Is there anything i can do to speed up this loss calculation ? (Trajectory Balanced loss for Flow Network from [2310.02779] Expected flow networks in stochastic environments and two-player zero-sum games)
function gpu_train(policy, opt, datas, batch_size=512, λ=15)
# Sample a batch on CPU
idxs = rand(1:length(datas), batch_size)
batch = datas[idxs]
# Build CPU arrays
states_cpu = zeros(Float32, 2*NN, batch_size, NN)
actions_cpu=zeros(Float32,NN,batch_size,NN)
rewards_cpu = zeros(Float32, 1, batch_size)
dones_cpu = zeros(Float32, 1, batch_size, NN)
masks_cpu = ones(Float32, NN, batch_size, NN)
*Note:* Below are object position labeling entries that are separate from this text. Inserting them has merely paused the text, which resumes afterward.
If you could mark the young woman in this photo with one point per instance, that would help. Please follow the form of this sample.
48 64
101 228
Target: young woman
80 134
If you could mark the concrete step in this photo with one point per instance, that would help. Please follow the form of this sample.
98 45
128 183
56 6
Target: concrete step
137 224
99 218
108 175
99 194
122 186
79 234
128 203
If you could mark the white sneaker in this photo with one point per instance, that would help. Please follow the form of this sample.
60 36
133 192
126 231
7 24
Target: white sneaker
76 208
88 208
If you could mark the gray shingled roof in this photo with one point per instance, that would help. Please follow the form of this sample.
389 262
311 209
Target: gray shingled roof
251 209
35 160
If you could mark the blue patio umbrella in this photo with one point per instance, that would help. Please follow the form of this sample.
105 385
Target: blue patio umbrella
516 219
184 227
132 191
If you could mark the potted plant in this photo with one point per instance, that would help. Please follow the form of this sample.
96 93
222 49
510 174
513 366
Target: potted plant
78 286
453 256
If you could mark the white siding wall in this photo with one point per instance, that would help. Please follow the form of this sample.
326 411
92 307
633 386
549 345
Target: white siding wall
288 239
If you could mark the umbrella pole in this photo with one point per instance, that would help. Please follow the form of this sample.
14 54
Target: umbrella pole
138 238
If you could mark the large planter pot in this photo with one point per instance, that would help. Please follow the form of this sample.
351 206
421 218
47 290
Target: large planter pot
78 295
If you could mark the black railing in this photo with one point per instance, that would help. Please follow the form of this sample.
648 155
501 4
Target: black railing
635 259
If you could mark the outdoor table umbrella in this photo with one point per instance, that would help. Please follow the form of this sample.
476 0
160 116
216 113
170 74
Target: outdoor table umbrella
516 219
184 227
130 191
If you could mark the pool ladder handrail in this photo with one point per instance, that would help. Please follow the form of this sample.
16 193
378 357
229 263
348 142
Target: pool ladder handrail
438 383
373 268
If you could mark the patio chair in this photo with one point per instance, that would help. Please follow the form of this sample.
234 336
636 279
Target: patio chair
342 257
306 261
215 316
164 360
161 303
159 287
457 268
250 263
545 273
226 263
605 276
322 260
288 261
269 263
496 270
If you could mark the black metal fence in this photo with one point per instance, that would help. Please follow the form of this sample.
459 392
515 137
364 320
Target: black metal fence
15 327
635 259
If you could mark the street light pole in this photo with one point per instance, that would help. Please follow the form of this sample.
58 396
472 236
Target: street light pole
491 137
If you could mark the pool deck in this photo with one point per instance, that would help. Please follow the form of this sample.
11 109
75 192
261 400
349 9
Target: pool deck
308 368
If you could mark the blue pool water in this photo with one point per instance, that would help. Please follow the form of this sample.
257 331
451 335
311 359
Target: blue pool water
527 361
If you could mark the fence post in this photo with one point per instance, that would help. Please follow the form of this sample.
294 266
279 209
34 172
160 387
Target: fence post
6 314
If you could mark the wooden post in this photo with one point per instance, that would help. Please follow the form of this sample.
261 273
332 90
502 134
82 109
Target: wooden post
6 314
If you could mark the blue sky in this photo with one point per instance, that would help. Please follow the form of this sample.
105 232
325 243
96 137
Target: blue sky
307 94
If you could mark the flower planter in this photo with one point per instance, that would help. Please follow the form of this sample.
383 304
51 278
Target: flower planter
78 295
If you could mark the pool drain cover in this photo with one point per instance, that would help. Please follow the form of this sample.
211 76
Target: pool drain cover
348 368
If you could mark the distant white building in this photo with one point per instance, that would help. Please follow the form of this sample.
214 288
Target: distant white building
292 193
for (j, traj) in enumerate(batch)
rewards_cpu[1, j] = λ * traj[end].winner
for (k, d) in enumerate(traj)
states_cpu[:, j, k] .= d.state
actions_cpu[d.action,j, k] = 1
dones_cpu[1, j, k] = d.done ? 0 : 1
masks_cpu[:, j, k] = d.mask
end
end
# Move entire arrays to GPU
states = cu(states_cpu)
actions = cu(actions_cpu)
den = cu(rewards_cpu)
dones = cu(dones_cpu)
masks = cu(masks_cpu)
num=ones(Float32,1,batch_size)|>gpu
gs = gradient(policy) do m
num=exp.(num.*m.z)
nactions=log.(sum(masks, dims=1)).*dones
for t in 1:NN
if sum(dones[:,:,t])==0
break
end
logits = m(states[:,:,t]) .* masks[:,:,t] .- (1 .- masks[:,:,t]) * 1.0f10
probs=sum(logsoftmax(logits, dims=1).*actions[:,:,t],dims=1)
if t%2==1
num += probs.*dones[:,:,t]
num += nactions[:,:,t]
else
den += probs.*dones[:,:,t]
den += nactions[:,:,t]
end
end
return Flux.mse(num,den)
end
Flux.update!(opt, policy, gs[1])
end